Al igual que Francisco, había quedado bien impreso también en el corazón de Jacinta la recomendación que les había hecho la Virgen durante su cuarta aparición (fueron seis en total): “Rezad, rezad mucho y haced sacrificios por los pecadores”, decía cada vez que se privaba de beber o de comer o padecía burlas o malos tratos.

Y siempre repetía: “Amo tanto al Señor y a la Virgen María que no me canso de decirles que les amo”. Y canturreaba sin cesar: “¡Dulce corazón de María, sed la salvación mía! Corazón Inmaculado de María, convertid a los pecadores, salvad a las almas del infierno”.

Al igual que con Francisco y Lucía, la promesa de la Virgen resonaba sin parar en el interior de Jacinta: “Sufriréis mucho, pero la gracia de Dios será vuestro consuelo”.

El “milagro” del ataúd

Como su hermano Francisco, Jacinta no vivió mucho. Enfermó al mismo tiempo que él de gripe española en 1918, pero murió un año antes que él, después de un largo mes de agonía. Durante este periodo, la Virgen se le apareció tres veces: “¡Oh, Mamá! (…) ¿No veis a Nuestra Señora de la Cova da Iria?”, exclamó un día.
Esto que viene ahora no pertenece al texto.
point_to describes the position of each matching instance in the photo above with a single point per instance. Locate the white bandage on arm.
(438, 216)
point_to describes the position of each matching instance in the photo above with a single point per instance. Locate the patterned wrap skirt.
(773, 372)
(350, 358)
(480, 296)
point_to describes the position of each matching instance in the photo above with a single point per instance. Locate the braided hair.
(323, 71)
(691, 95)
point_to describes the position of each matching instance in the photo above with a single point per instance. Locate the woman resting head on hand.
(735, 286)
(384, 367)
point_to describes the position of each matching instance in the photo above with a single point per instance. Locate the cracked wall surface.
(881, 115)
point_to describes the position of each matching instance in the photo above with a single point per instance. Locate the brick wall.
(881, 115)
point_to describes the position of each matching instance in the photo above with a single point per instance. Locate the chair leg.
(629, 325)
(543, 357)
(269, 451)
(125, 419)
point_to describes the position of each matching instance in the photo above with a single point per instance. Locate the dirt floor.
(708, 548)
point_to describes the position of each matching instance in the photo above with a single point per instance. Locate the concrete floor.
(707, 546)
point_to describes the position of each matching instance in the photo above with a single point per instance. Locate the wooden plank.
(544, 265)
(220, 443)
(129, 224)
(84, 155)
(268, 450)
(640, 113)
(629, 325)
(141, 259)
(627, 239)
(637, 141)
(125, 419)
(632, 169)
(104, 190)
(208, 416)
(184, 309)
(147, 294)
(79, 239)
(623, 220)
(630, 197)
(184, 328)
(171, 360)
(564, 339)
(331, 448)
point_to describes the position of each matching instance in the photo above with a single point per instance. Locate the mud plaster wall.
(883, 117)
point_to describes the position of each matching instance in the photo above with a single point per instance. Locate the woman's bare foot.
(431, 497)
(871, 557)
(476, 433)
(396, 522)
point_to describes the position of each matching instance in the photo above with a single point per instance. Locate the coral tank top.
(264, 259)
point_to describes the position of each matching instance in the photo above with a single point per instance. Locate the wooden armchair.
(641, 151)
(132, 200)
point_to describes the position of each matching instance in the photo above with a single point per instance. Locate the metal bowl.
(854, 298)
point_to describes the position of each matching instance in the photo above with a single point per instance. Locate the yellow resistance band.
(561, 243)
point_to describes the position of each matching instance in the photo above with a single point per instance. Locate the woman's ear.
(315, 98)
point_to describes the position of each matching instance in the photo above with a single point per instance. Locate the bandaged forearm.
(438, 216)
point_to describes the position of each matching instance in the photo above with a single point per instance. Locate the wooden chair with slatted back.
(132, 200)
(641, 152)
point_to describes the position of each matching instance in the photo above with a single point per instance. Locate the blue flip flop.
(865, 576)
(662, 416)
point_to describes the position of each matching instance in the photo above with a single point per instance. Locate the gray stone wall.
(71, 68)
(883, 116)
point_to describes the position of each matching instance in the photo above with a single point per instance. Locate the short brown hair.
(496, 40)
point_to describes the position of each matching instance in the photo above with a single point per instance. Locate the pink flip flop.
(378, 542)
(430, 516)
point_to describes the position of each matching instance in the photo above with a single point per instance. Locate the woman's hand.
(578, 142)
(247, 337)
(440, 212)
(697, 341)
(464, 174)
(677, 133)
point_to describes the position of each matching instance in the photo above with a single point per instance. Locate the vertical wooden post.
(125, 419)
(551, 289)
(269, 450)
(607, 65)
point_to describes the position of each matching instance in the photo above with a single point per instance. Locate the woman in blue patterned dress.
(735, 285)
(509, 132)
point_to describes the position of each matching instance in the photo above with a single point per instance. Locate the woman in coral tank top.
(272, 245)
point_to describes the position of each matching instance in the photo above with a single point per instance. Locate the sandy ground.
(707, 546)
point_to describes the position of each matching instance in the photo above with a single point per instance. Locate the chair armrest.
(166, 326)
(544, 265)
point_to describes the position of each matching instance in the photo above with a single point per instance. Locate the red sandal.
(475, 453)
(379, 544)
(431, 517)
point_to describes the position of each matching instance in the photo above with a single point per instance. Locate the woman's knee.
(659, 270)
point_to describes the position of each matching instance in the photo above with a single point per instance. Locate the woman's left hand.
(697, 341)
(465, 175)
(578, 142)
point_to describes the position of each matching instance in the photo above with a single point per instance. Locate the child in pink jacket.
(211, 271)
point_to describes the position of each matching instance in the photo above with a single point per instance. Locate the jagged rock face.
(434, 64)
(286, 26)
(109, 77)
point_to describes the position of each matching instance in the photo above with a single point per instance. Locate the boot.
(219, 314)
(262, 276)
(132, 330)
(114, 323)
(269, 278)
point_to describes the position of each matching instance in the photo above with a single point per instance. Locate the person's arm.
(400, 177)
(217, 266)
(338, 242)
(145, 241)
Murió sola el 20 de febrero de 1920, como le había predicho la Virgen en una visión: “Nuestra Señora nos vino a ver, y dice que en seguida viene a buscar a Francisco para llevarle al cielo. A mí me preguntó si todavía quería convertir más pecadores. Le dije que sí”, relataría más tarde su prima llena de emoción (fatima.be). No era para sanarla, sino para que sufriera más “en reparación a las ofensas cometidas contra el Corazón Inmaculado de María”.

Jacinta murió sola, pero sin temor, porque la Virgen le había prometido venir a “buscarla para ir al Cielo”.

El féretro de la pequeña vidente fue depositado en la iglesia de los Ángeles. Y, cosa extraña, tres días después de su fallecimiento, se cuenta que su cuerpo desprendía un olor a flores, absolutamente sorprendente después de haber estado al aire libre y tras una enfermedad con un carácter tan purulento.

Nadie se lo explicaba. Además, sus labios y mejillas estaban de un bello color rosado, como si la pequeña siguiera viva.

El 12 de septiembre de 1935, sus restos fueron transferidos de Vila Nova de Ourém a Fátima. Cuando abrieron el ataúd, los asistentes pudieron constatar que el rostro de la vidente permanecía intacto. Y permaneció igual durante la exhumación definitiva en la basílica, el 1 de mayo de 1951.

Enviaron una fotografía del rostro de Jacinta a Lucía, que a su vez la envió al obispo de Leiria, José Alves Correia, haciéndole partícipe en una carta de su deseo de que un día el Señor tuviera a bien darle “la aureola de los santos, por la grandísima gloria de la Santa Virgen”.

Después de esta carta, el obispo portugués pidió a Lucía que escribiera todo lo que sabía sobre la vida de Jacinta. Estos escritos constituyeron la primera de las seis partes de las Memorias de la hermana Lucía, publicado en 1935.